Question

One end of a string of length $l$ is connected to a particle of mass $m$ and the other to a small peg on a smooth horizontal table. If the particle moves in a circle with speed $v$ the net force on the particle (directed towards the Centre) is:
A. $T$
B. $T - \dfrac{{m{v^2}}}{l}$
C. $T + \dfrac{{m{v^2}}}{l}$
D. 0

Answer 1

Hint: Draw free body diagram of the particle. Draw all forces acting in both vertical and horizontal directions on the particle. Cancel out the equal ones. And see the net resultant force acting on it.

Complete step by step answer:
It is given that; the particle is moving in a uniform circular motion (i.e. speed is constant) in a circle of radius \[l\]and speed\[v\].
The free body diagram of the particle will be:

The particle experiences 3 types of forces:
force due to gravitational pull $mg$ (downwards),
normal reaction due to surface of table $N$ (upwards) and tension $T$ (radially inwards).
As we know that normal reaction $N$ and weight $mg$ are equal, they cancel out each other.
As we know, for an object to rotate uniformly in a circular motion there must be a centripetal force equal to $\dfrac{{m{v^2}}}{r}$ acting towards the center.
Here, the centripetal force $\dfrac{{m{v^2}}}{l}$ is provided by the tension in the string.
So, the net force acting on the body is equal to the tension i.e. $T$ .

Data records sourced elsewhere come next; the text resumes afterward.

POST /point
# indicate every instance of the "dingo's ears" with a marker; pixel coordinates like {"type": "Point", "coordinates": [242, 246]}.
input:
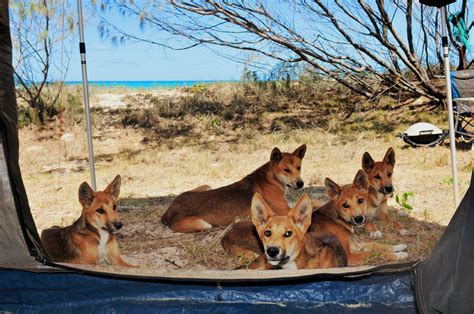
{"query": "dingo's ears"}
{"type": "Point", "coordinates": [368, 162]}
{"type": "Point", "coordinates": [389, 158]}
{"type": "Point", "coordinates": [276, 156]}
{"type": "Point", "coordinates": [261, 212]}
{"type": "Point", "coordinates": [302, 212]}
{"type": "Point", "coordinates": [300, 151]}
{"type": "Point", "coordinates": [361, 181]}
{"type": "Point", "coordinates": [86, 194]}
{"type": "Point", "coordinates": [332, 188]}
{"type": "Point", "coordinates": [114, 187]}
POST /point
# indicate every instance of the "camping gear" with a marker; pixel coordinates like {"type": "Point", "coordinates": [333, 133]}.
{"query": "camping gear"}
{"type": "Point", "coordinates": [463, 103]}
{"type": "Point", "coordinates": [423, 134]}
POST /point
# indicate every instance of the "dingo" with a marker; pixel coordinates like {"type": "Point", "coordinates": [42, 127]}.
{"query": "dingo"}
{"type": "Point", "coordinates": [285, 241]}
{"type": "Point", "coordinates": [202, 208]}
{"type": "Point", "coordinates": [90, 239]}
{"type": "Point", "coordinates": [346, 210]}
{"type": "Point", "coordinates": [381, 187]}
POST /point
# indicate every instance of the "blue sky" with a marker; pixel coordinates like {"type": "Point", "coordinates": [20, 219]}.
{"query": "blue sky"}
{"type": "Point", "coordinates": [135, 61]}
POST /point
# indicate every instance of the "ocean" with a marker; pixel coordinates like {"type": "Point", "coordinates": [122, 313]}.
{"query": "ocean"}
{"type": "Point", "coordinates": [144, 84]}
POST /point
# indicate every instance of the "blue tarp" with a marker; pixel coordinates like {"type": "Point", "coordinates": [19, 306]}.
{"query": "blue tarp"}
{"type": "Point", "coordinates": [22, 292]}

So, the correct answer is “Option A”.

Note:
Take precautions while making the free body diagram of the particle. The student may get confused between the centripetal force and tension. It is to be remembered that centripetal force is simply the force that is necessary to keep an object moving in a circular path, and is directed inwards towards the center of rotation. Here this force required to keep the particle moving in its path is provided by the string, i.e. Tension. So, there is no need to draw centripetal force, again, separately in the free body diagram. That might give you incorrect answers.